Hi Akhilesh!Breakup modes are caused by cone flex. When the diaphragm moves as a rigid piston, it acts pretty much like a single mass/spring system. But when the cone begins to flex like ripples on a pond, it begins to act more complicated, like several smaller masses and more rigid springs are included in the system.
Really, no loudspeaker is immune, high efficiency or low. Breakup modes are due mostly to diaphragm material and construction geometry. As you can imagine, a very rigid material will shift the breakup modes higher, but then they will break away more violently, having resonances with higher amplitide or Q. Less rigid materials might breakup sooner but with more damped modes. And the geometry of the cone can be used to set its breakup characteristics too.
There are those that try to limit loudspeaker operation to pistonic modes, and there is merit to that, but it is difficult and expensive. Most large-format cone drivers have their first flex below 500Hz, and even small cones usually flex by 1kHz. Dome tweeters are usually rippling in the top octave or the one below it. So avoiding breakup modes requires multi-way configurations.

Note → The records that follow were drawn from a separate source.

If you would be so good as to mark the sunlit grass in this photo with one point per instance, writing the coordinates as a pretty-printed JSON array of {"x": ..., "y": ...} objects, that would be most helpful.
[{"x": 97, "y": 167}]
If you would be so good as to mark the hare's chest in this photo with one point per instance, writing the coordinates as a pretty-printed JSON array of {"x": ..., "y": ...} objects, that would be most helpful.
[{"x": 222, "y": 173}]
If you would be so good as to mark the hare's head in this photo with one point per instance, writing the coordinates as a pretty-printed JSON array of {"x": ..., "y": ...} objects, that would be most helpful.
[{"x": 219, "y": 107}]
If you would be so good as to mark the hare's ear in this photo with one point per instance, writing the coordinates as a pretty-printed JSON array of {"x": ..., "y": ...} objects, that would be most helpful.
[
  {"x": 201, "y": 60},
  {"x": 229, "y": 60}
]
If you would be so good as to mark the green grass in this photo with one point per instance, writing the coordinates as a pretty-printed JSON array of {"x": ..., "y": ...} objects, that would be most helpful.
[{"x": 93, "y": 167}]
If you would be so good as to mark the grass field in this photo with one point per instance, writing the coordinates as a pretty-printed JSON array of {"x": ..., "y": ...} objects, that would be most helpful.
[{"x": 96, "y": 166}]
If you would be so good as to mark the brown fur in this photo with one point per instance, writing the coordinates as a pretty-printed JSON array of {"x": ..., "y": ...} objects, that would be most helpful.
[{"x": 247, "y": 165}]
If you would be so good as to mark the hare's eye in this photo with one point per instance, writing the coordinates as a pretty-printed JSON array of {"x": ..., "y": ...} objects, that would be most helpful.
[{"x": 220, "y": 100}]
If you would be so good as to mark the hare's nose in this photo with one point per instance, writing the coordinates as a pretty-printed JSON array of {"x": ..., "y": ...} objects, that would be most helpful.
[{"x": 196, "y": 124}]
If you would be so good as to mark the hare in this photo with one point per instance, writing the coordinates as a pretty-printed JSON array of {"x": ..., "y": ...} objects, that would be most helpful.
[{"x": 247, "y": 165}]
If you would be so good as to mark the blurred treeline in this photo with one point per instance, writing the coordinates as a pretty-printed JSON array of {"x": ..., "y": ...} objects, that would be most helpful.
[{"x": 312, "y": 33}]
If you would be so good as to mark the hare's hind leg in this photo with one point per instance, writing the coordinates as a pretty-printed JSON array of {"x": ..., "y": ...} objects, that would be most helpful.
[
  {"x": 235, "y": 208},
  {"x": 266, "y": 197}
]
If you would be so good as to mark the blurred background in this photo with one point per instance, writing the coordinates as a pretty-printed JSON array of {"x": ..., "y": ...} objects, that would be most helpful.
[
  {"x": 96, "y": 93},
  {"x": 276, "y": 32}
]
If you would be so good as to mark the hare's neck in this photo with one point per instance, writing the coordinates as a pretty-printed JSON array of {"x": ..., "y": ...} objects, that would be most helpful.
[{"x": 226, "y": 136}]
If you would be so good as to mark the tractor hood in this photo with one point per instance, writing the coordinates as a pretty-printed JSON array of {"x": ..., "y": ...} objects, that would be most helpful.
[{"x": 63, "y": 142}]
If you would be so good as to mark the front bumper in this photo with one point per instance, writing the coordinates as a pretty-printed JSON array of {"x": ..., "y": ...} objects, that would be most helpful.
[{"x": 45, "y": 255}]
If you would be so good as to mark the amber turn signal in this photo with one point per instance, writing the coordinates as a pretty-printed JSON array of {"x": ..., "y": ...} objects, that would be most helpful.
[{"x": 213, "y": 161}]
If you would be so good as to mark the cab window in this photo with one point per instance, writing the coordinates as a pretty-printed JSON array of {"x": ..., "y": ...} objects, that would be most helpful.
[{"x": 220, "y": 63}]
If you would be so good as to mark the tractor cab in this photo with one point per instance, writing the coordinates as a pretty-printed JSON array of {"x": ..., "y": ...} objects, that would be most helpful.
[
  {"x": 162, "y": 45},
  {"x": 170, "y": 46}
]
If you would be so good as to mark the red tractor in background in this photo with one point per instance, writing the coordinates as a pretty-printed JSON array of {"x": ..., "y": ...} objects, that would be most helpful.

Some designs embrace breakup modes and build drivers that have controlled flex behavior. The whizzer used on some drivers exploits breakup modes to extend high frequency response. Even without the use of a whizzer, controlled breakup modes are responsible for high frequency performance of many drivers, of both cone and dome shapes.
It's really all about creating a convincing illusion. Certainly one wants to have a loudspeaker that makes an accurate signal reproduction, and I believe that the more accurate, the better. But perfection is a goal that probably won't be reached, and so the creation of a convincing illusion is a more realistic objective.